Class GeneralizedExtremeValueDistribution

  • All Implemented Interfaces:
    ProbabilityDistribution<Double>

    public class GeneralizedExtremeValueDistribution
    extends Object
    implements ProbabilityDistribution<Double>
    The generalized extreme value distribution is a family of continuous probability distributions that combines the Gumbel (type I), Fréchet (type II) and Weibull (type III) families of distributions.
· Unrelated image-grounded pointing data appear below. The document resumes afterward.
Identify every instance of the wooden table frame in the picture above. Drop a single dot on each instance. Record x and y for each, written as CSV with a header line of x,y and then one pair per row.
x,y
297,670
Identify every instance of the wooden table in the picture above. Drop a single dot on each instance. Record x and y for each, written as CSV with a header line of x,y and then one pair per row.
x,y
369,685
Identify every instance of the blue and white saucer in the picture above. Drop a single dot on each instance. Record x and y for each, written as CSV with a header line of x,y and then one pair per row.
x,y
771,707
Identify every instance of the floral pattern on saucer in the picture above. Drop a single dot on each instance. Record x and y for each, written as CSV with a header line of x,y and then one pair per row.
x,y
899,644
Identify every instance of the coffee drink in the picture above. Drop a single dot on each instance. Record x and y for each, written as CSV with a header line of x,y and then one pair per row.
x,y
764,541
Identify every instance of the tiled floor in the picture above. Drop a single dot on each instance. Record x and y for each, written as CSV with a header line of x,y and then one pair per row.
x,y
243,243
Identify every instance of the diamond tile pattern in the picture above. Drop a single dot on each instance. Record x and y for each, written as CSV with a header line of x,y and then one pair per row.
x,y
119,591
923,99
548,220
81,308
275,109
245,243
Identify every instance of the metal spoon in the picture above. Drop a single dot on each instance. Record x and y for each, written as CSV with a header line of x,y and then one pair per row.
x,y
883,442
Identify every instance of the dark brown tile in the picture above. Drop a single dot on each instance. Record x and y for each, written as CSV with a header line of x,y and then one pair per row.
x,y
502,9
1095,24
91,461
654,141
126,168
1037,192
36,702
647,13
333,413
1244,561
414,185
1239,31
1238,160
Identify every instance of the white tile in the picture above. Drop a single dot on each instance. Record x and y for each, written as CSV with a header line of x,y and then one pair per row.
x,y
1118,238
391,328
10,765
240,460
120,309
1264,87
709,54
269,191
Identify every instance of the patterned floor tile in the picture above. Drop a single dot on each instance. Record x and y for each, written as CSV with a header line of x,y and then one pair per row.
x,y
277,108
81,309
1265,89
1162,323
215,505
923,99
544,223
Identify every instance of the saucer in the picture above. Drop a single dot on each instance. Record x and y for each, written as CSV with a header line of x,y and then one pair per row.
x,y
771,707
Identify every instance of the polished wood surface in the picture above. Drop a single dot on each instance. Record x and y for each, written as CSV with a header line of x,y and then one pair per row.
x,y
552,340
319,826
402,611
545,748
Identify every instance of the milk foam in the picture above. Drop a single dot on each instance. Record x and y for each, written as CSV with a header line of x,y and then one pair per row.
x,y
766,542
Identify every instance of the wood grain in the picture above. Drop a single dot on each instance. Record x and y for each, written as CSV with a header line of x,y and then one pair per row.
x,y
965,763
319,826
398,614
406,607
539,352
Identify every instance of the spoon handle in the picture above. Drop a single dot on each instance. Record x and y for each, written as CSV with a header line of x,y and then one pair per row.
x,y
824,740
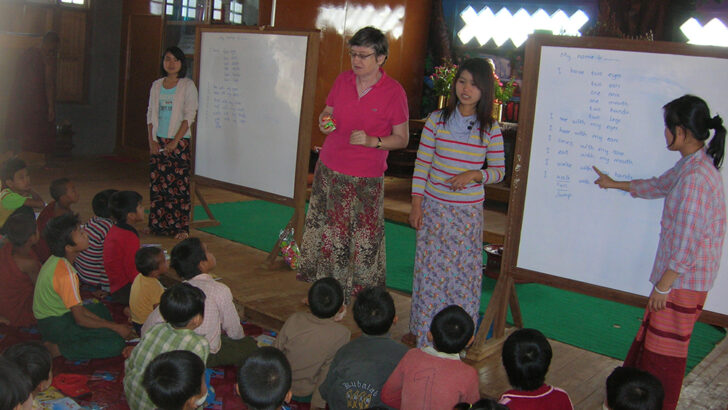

    This distribution has location parameter $\mu$, shape parameter $\xi$ and scale parameter $\sigma$, with $$ \begin{align*} \mu&\in\Re,\\ \xi&\in\Re,\\ \sigma&>0 \end{align*} $$ and support $$ \begin{align*} x\in \begin{cases} \left[\mu - \frac{\sigma}{\xi}, +\infty\right) & \text{when } \xi > 0\\ (-\infty,+\infty) & \text{when } \xi = 0\\\\ \left(-\infty, \mu - \frac{\sigma}{\xi}\right] & \text{when } \xi < 0 \end{cases} \end{align*} $$ The cdf is given by: $$ \begin{align*} F(x) &=e^{-t(x)}\\ t(x)&= \begin{cases} \left(1 + \xi\frac{x-\mu}{\sigma}\right)^{-\frac{1}{\xi}} & \text{if } \xi \neq 0,\\ e^{-\frac{x-\mu}{\sigma}} & \text{if } \xi = 0. \end{cases} \end{align*} $$ and the pdf by: $$ \begin{align*} f(x)&=\frac{t(x)^{\xi + 1}e^{-t(x)}}{\sigma}\quad\\ t(x)&= \begin{cases} \left(1 + \xi\frac{x-\mu}{\sigma}\right)^{-\frac{1}{\xi}} & \text{if } \xi \neq 0,\\ e^{-\frac{x-\mu}{\sigma}} & \text{if } \xi = 0. \end{cases} \end{align*} $$

    • Constructor Detail

      • GeneralizedExtremeValueDistribution

        public GeneralizedExtremeValueDistribution​(double mu,
                                                   double sigma,
                                                   double ksi)
        Creates an instance.
        Parameters:
        mu - The location parameter
        sigma - The scale parameter, not negative or zero
        ksi - The shape parameter